Continuando con los comentarios de la nota anterior veamos cómo Dante Palma nos presenta un juego desde las páginas de la novela de Umberto Eco, Número Cero, para mostrarnos, como en un espejo, la realidad del mundo periodístico. En sus palabras, con las que les ofrece una lección de periodismo a sus empleados, el Director pone otro ejemplo:
«Un viaducto que se derrumba provocando la caída de un camión y la consecuente muerte de su conductor. Frente a ese hecho, dos testimonios entrecomillados: el primero, de un quiosquero, que advierte que se ha tratado de una fatalidad, una mala jugada del destino que hizo que ese pobre hombre estuviera allí manejando justo cuando se produjo el derrumbe; el segundo, un albañil indignadísimo que le echa la culpa a la municipalidad, al gobierno provincial y al nacional. ¿Cuál de los dos testimonios será el elegido por el lector?»
Agrega Palma su comentario:
«Como usted bien sabe, amigo lector, en Italia o en Argentina, tenemos una tendencia natural a identificarnos con cualquier testimonio que asigne responsabilidades, si son del Estado mejor. Y si hubiese algún hecho que no las tuviera, las inventaremos».
Avanza mostrándonos otros modos de presentar una noticia en las que se «se pueden hacer pasar opiniones por hechos». Aparece, entonces, la agenda periodística:
«Efectivamente, determinar qué noticia es relevante y es digna de mostrarse es una opinión disfrazada, pues está presentando como parte de una incontrovertible objetividad a un conjunto de hechos que han sido seleccionados subjetivamente. Así, nuestro personaje se pregunta: “¿Por qué se debe decir que ha habido un accidente en Bérgamo e ignorar que ha habido otro en Messina? No son las noticias las que hacen el diario. Es el diario el que hace las noticias”».

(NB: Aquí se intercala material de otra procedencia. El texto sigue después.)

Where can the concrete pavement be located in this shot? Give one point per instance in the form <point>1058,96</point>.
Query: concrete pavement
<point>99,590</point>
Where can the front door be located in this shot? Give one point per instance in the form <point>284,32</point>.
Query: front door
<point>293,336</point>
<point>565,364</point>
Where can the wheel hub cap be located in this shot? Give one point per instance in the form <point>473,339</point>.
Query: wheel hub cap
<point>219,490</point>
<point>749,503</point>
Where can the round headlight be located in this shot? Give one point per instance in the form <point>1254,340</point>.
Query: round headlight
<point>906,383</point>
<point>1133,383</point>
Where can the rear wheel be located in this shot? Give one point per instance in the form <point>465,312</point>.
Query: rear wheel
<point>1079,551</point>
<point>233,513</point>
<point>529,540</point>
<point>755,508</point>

Juega Palma entre el texto novelístico y la realidad del periodismo actual, acá y en todo el mundo globalizado:
Pero también es importante para el diario su capacidad de desmentida, es decir, la credibilidad que pueda poseer ante una acusación que provenga de una carta de lectores, de otro medio o de un funcionario denunciado. Según nuestro personaje, es esencial sugerir que “el diario tiene fuentes reservadas (…). Luego se recurre al bloc de notas del periodista. Ese bloc no lo verá nadie, pero la idea de una transcripción directa infunde confianza en el diario, hace pensar que hay documentos. Por último, se repiten insinuaciones que en sí no dicen nada, pero arrojan una sombra de sospecha [sobre el que denuncia al diario]” (haga el ejercicio de observar cómo algunos diarios argentinos de la actualidad desmienten a sus acusadores y notará cómo se van dando cada uno de los pasos recién mencionados).

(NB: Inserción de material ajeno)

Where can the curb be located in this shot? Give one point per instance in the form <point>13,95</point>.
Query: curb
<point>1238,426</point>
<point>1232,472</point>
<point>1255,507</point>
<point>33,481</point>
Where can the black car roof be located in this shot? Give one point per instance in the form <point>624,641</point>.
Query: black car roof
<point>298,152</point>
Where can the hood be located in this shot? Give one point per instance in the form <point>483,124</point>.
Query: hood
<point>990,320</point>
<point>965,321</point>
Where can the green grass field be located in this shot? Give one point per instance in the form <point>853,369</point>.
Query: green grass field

Se extiende sobre el comportamiento de ciertos periodistas dispuestos a escribir, por una buena paga, cualquiera noticia, historia, o investigación fraudulenta. La combinación de lo que se denomina la noticia con historias, reales, inventadas, combinaciones de algunas verdades con falsedades, dentro de otro contexto, que sugiera al lector ideas convenientes para los propósitos editoriales, es un buen recurso para los fines que se proponen:
Siempre hay alguien dispuesto a no volver del ridículo a cambio de vender algunos ejemplares. Algo parecido sucede cuando se toma alguna investigación poco seria avalada por alguna universidad estadounidense que nos puede decir desde que se comprobó científicamente que quien tiene el dedo índice más largo que el mayor es bueno para las matemáticas hasta que en una tribu milenaria perdida, vaya a saber dónde, las mujeres sometían sexualmente a los varones.

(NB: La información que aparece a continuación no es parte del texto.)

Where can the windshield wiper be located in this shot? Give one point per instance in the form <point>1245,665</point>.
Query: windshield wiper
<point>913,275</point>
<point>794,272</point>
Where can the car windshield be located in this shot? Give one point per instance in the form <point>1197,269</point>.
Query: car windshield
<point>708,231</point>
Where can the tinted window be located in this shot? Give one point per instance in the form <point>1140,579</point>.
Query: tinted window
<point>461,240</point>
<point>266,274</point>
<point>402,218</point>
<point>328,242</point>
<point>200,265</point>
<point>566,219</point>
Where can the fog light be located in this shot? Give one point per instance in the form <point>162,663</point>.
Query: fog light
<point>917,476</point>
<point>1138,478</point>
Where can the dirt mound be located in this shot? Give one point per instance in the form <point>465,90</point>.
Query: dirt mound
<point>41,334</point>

Termina con una cita de la novela en la que se ofrece un ejemplo claro, que causa gracia si uno no se lo toma demasiado en serio:
«La gente tiene una memoria corta. Les voy a proponer un ejemplo paradójico: todos deberían saber que Julio César fue asesinado en los Idus de marzo, pero las ideas al respecto son confusas: buscamos, entonces, un libro inglés reciente en el que se reconsidere la historia de César y con eso sacamos un titular de impacto, “Clamoroso descubrimiento de los historiadores de Cambridge. César fue asesinado verdaderamente en los Idus de marzo».
Comenta Palma: «Número Cero es una ficción pero el modo en que se trabaja en Domani no difiere demasiado del acontecer diario en las redacciones de los diarios en Argentina y en el mundo… pues se trata de una forma de entender el oficio que atraviesa transversalmente las ideologías y las posiciones políticas de los medios y hasta de los lectores».